Trafilatura is geared towards real-world cases and synthetic examples do not always work well. The problem here is that the text is near the limit of what counts as potentially successful extraction (250 chars), so another algorithm is triggered to retrieve additional content, which causes the issue.
Lowering the length threshold in the settings or removing a character from your example already fixes the problem.
Real-world pages are rather bloated than too short, the probability of finding a page like this in the wild is extremely low so this is not a concern. Attempting to fix this particular case however decreases accuracy for reasons I do not exactly understand.
It is still a problem though, we can leave the thread open until it is solved.
This is actually a reduced version of a real webpage. However, in the real webpage only the squishing of words together occurs, not the doubling issue.
Then it would be interesting to isolate the problem so that I can reproduce it. In your example both examples are linked to another.

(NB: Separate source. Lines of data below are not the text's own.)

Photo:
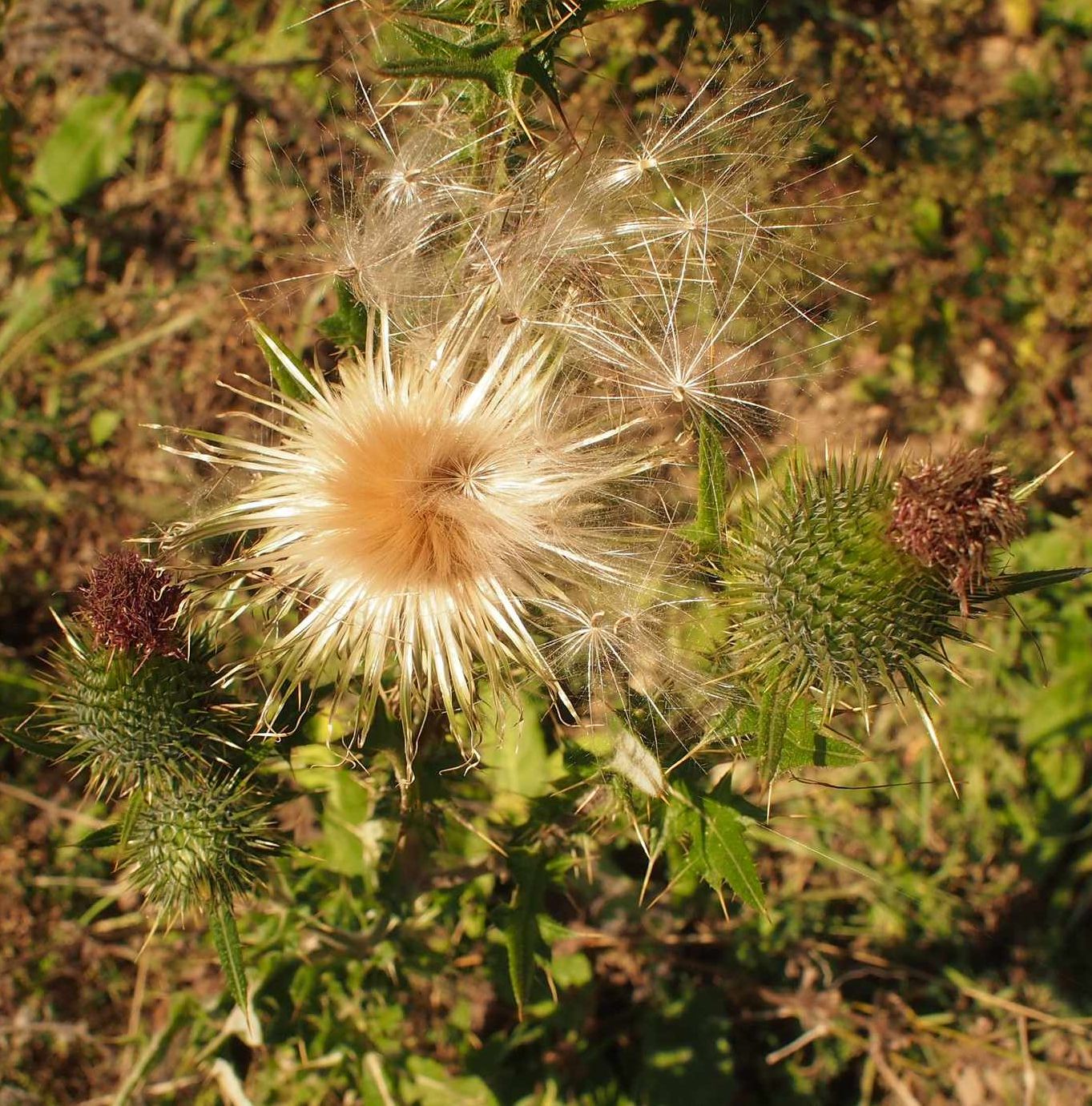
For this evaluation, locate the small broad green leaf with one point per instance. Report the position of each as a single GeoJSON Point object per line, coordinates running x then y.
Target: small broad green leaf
{"type": "Point", "coordinates": [226, 938]}
{"type": "Point", "coordinates": [293, 380]}
{"type": "Point", "coordinates": [772, 723]}
{"type": "Point", "coordinates": [87, 146]}
{"type": "Point", "coordinates": [348, 327]}
{"type": "Point", "coordinates": [522, 936]}
{"type": "Point", "coordinates": [197, 104]}
{"type": "Point", "coordinates": [711, 479]}
{"type": "Point", "coordinates": [102, 424]}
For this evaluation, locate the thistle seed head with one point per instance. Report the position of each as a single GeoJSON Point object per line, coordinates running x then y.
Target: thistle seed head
{"type": "Point", "coordinates": [827, 598]}
{"type": "Point", "coordinates": [952, 514]}
{"type": "Point", "coordinates": [497, 458]}
{"type": "Point", "coordinates": [131, 604]}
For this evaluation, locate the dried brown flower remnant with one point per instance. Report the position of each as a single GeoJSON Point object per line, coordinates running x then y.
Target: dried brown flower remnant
{"type": "Point", "coordinates": [952, 513]}
{"type": "Point", "coordinates": [131, 604]}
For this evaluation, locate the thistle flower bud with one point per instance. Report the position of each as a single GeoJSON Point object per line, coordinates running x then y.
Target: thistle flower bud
{"type": "Point", "coordinates": [828, 600]}
{"type": "Point", "coordinates": [198, 847]}
{"type": "Point", "coordinates": [952, 514]}
{"type": "Point", "coordinates": [133, 708]}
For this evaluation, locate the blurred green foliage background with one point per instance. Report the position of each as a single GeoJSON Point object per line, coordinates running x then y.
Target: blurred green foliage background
{"type": "Point", "coordinates": [165, 169]}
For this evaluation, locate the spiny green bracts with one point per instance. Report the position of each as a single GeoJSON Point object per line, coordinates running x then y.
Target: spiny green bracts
{"type": "Point", "coordinates": [824, 597]}
{"type": "Point", "coordinates": [135, 720]}
{"type": "Point", "coordinates": [198, 845]}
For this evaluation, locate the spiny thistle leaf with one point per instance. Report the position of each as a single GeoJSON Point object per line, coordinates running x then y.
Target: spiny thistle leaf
{"type": "Point", "coordinates": [290, 375]}
{"type": "Point", "coordinates": [103, 838]}
{"type": "Point", "coordinates": [522, 931]}
{"type": "Point", "coordinates": [711, 479]}
{"type": "Point", "coordinates": [226, 938]}
{"type": "Point", "coordinates": [1018, 583]}
{"type": "Point", "coordinates": [133, 720]}
{"type": "Point", "coordinates": [21, 740]}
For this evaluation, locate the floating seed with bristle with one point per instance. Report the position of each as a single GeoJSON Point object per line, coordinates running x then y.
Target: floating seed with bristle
{"type": "Point", "coordinates": [825, 600]}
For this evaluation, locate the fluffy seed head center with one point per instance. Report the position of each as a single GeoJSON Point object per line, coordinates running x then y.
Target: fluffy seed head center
{"type": "Point", "coordinates": [414, 505]}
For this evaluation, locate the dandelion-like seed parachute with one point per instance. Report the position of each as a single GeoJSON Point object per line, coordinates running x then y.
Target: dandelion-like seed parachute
{"type": "Point", "coordinates": [476, 496]}
{"type": "Point", "coordinates": [420, 511]}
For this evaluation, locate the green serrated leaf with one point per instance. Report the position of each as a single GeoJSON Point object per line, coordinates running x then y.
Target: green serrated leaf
{"type": "Point", "coordinates": [87, 147]}
{"type": "Point", "coordinates": [711, 481]}
{"type": "Point", "coordinates": [102, 424]}
{"type": "Point", "coordinates": [727, 857]}
{"type": "Point", "coordinates": [718, 852]}
{"type": "Point", "coordinates": [348, 327]}
{"type": "Point", "coordinates": [197, 103]}
{"type": "Point", "coordinates": [1017, 583]}
{"type": "Point", "coordinates": [804, 742]}
{"type": "Point", "coordinates": [538, 66]}
{"type": "Point", "coordinates": [226, 938]}
{"type": "Point", "coordinates": [290, 375]}
{"type": "Point", "coordinates": [48, 749]}
{"type": "Point", "coordinates": [772, 722]}
{"type": "Point", "coordinates": [522, 931]}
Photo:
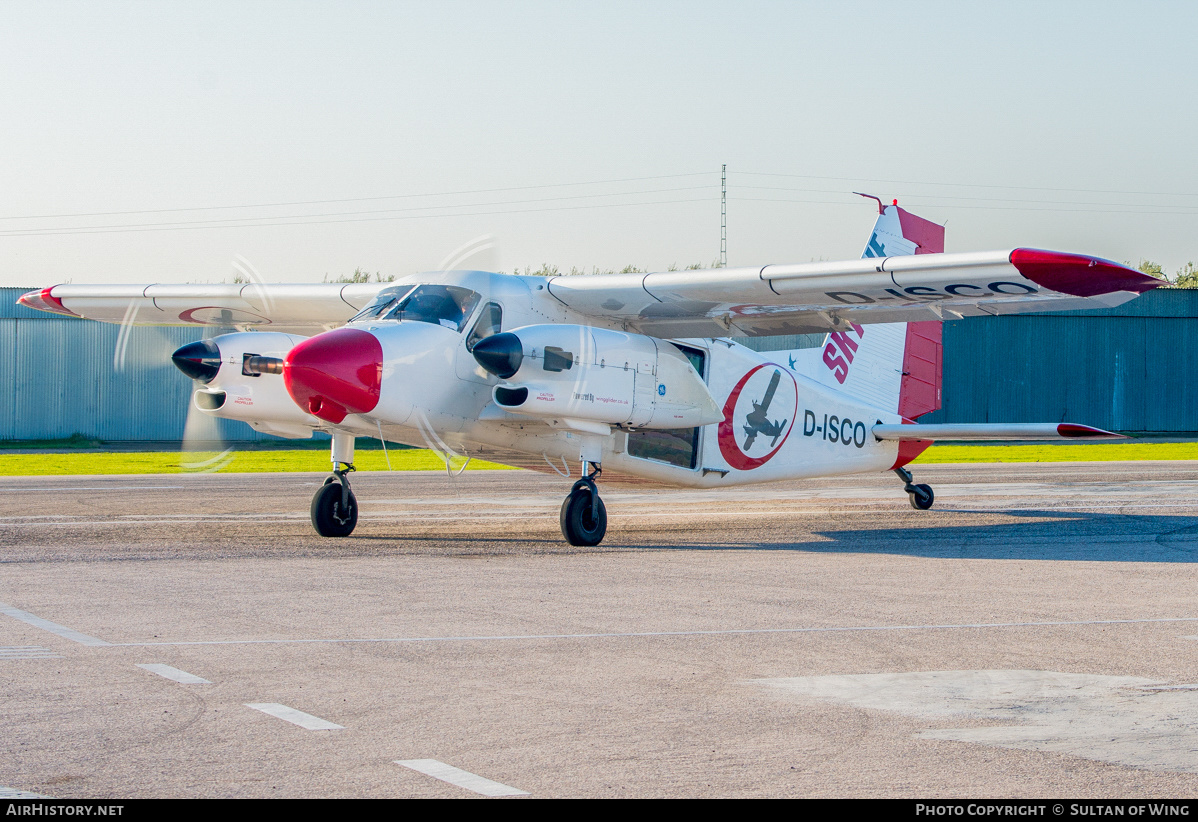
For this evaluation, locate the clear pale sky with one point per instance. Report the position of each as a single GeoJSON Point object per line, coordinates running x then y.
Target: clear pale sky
{"type": "Point", "coordinates": [1053, 125]}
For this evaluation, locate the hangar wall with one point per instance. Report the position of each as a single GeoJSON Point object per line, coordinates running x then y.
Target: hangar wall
{"type": "Point", "coordinates": [58, 378]}
{"type": "Point", "coordinates": [1130, 368]}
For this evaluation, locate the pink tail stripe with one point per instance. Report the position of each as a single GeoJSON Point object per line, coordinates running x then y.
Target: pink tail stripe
{"type": "Point", "coordinates": [1075, 430]}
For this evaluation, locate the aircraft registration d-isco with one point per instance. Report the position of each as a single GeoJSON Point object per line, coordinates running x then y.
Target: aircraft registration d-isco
{"type": "Point", "coordinates": [625, 374]}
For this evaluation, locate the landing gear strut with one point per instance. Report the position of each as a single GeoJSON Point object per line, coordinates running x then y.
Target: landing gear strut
{"type": "Point", "coordinates": [584, 514]}
{"type": "Point", "coordinates": [921, 496]}
{"type": "Point", "coordinates": [334, 509]}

Here is an example that only includes the word squishing issue, where whitespace between words is sometimes removed:
def test_white_space_issue():
from trafilatura import extract
html_string = """<!DOCTYPE html>
<html lang="en-us">
<body>
<main>
<section>
<p>First</p>
This gets Squished
<div>
<h4>There should be a space</h4>
<p>Another sentence</p>
This also gets Squished
</div>
<div>
<h4>Where is the space</h4>
<p>This sentence has to be long enough. If it's long enough the duplication stops, but if it's not long enough then you'll get an extra first. This sentence has to be long enough. If it's long enough the duplication stops, but if it's not long enough then you'll get an extra first </p>
</div>
</section>
</main>
</body>
</html>
"""
result = extract(html_string)
assert "SquishedThere" not in result
assert "SquishedWhere" not in result
This example shows that data is duplicated and words are squished together even though they are distinct in the html.
python:
This results in this: 'First This gets SquishedThere should be a space Another sentence This also gets SquishedWhere is the space This sentence has to be long enough. First This gets SquishedAnother sentence This also gets SquishedThis sentence has to be long enough.'
You can see First appears 2x even though it's in the html only once, same as some other sentences. Also several words get squished together with the space between them removed.